Candidate qualifications

  • Led digital-twin validation for a complex automotive, battery, aerospace or high-throughput manufacturing launch where physical capacity decisions depended on simulation.
  • Integrated controls emulation and discrete-event behaviour rather than validating geometry, machine logic or flow as isolated digital artefacts.
  • Designed blind prediction tests and can explain how model error affected a real tooling, buffer, labour or launch-volume decision.
  • Worked directly with PLC histories, industrial time series, downtime coding, manual work measurement and quality containment evidence.
  • Resolved technical disputes among equipment makers, simulation vendors, plant engineering and programme leadership without commercial dependence on any platform.
  • Transferred a governed model-release and recalibration method to an operating plant whose constraints continued changing after initial acceptance.

Non-negotiables

  • The engagement leader must work in Leipzig during measurement windows and attend sponsor decisions in Munich at least twice monthly.
  • No commission, reseller status or implementation exclusivity may exist with the manufacturer’s current simulation or automation vendors.
  • Safety validation, statutory machine acceptance and production-release signatures remain with authorised client personnel and cannot be inferred from twin acceptance.
  • All supplier models and plant telemetry must remain within approved German environments, with licence restrictions reflected in the evidence room.
  1. 49 words maximum.

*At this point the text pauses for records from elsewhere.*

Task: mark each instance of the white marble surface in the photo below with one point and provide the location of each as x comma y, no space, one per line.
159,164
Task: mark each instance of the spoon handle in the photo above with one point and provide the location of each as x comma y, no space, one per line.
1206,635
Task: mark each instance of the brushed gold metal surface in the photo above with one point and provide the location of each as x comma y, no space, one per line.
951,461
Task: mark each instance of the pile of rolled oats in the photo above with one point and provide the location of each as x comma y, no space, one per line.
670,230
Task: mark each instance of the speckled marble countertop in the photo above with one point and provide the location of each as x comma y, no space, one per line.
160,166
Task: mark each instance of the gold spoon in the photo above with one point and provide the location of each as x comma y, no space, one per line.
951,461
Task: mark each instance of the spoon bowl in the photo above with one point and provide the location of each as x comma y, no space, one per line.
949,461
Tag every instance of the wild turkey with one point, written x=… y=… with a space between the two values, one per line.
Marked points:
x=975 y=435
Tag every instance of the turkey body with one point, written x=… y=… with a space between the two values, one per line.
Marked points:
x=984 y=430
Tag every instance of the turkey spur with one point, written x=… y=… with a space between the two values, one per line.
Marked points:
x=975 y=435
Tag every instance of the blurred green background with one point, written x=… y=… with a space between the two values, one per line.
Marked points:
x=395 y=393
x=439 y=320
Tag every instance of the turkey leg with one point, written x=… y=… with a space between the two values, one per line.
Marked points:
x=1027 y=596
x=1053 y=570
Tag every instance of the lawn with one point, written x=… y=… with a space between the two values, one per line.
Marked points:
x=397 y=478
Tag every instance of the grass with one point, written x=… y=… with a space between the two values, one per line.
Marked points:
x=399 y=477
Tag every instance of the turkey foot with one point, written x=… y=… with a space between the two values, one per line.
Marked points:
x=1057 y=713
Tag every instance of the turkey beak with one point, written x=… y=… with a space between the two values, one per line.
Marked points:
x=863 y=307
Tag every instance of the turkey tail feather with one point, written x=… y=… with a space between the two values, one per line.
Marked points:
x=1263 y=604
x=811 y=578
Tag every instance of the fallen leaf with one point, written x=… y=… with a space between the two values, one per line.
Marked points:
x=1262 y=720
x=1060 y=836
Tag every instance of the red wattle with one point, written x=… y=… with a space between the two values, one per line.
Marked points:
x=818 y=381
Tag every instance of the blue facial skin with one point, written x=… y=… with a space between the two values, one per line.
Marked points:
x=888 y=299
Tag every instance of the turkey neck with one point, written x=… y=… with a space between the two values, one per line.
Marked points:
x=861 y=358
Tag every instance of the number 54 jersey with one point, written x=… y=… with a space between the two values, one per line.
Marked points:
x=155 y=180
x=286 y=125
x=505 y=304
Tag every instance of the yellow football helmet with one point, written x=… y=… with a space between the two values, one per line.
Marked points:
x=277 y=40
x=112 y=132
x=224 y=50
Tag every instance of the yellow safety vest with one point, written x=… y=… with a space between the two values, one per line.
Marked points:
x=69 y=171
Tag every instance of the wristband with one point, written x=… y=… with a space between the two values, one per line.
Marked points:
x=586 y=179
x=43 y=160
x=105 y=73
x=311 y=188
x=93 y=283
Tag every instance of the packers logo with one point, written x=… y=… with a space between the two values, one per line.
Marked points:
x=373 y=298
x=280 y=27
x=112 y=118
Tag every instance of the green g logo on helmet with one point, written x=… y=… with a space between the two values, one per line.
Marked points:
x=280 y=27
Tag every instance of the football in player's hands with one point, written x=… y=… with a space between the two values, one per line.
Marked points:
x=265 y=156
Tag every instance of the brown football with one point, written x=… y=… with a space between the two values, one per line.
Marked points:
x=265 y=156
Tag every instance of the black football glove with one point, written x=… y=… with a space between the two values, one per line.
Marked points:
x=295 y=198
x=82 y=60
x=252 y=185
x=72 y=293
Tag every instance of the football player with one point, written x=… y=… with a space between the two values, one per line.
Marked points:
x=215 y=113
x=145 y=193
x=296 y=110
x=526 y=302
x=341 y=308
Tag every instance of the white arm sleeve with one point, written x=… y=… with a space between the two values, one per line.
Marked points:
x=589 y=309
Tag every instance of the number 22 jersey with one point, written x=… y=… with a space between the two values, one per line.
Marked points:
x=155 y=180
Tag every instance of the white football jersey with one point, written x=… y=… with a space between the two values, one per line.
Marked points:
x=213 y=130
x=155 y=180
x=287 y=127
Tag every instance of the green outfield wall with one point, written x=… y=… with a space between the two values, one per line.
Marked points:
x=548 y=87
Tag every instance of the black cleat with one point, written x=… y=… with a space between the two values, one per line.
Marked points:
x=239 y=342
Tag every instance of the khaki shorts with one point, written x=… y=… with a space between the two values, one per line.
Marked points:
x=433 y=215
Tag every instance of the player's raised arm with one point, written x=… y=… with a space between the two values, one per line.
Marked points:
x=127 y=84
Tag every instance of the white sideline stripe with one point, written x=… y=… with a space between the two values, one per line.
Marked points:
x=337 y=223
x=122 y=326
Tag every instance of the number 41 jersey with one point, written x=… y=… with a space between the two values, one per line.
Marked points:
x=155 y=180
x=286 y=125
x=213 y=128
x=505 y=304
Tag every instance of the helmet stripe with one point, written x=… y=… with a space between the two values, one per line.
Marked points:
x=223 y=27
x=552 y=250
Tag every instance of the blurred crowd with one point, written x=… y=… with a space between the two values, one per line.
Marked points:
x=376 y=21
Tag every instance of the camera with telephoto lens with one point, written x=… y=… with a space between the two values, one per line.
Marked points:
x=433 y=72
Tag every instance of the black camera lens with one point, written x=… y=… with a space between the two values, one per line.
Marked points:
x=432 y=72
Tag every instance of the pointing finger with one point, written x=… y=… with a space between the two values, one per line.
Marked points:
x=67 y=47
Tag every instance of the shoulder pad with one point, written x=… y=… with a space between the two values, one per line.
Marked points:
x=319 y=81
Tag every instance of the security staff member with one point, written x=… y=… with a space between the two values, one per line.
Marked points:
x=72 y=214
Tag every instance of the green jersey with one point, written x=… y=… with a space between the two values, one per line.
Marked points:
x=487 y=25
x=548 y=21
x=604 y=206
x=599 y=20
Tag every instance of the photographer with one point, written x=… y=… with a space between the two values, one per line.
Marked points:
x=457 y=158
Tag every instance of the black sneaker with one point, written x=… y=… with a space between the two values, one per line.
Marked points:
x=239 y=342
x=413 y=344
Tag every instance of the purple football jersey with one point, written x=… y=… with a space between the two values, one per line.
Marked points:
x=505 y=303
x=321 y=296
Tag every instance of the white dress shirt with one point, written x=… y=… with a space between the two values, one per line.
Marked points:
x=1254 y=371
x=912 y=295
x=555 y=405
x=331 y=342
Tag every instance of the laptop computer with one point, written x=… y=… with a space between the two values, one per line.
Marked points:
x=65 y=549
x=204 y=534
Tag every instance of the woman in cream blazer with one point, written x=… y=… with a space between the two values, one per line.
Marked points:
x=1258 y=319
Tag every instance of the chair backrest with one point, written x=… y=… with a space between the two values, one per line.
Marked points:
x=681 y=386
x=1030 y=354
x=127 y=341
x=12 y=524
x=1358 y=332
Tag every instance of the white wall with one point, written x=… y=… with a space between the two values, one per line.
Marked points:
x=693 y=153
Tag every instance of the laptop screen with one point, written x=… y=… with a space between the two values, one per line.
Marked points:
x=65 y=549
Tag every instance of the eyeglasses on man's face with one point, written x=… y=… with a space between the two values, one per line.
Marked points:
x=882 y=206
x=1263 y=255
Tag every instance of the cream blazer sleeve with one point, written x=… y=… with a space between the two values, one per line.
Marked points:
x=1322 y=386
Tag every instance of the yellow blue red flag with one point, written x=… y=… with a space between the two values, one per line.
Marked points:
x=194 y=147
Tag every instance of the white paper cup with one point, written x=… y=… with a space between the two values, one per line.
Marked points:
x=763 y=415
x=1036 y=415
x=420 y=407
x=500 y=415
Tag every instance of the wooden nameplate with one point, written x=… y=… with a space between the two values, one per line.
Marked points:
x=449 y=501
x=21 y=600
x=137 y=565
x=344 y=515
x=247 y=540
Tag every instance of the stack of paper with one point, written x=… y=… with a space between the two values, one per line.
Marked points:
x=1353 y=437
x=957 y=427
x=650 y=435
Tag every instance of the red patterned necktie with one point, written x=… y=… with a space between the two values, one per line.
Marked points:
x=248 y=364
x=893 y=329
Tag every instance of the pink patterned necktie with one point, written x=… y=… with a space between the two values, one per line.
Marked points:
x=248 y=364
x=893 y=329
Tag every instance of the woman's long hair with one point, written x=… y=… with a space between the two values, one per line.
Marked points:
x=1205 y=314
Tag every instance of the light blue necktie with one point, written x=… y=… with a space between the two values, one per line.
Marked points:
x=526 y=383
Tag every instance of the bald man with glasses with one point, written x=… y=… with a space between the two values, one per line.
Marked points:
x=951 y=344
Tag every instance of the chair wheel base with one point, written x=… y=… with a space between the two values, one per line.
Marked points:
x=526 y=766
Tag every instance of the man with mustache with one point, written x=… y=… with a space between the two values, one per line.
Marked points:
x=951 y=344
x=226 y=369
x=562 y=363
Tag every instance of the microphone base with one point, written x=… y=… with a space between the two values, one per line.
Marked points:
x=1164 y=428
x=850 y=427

Describe a blind test that exposed a factory twin’s false confidence and the physical decision it changed.
  2. 49 words maximum. How would you reconcile control-state histories with discrete-event assumptions when their equipment boundaries do not align?
  3. 49 words maximum. Identify any commercial relationship with simulation, industrial-data or automation suppliers used in automotive manufacturing.

This mandate is confidential. The client is named only under a mutual NDA, and your own record is never listed, sold or shown to a company under your name until you release it for this specific mandate.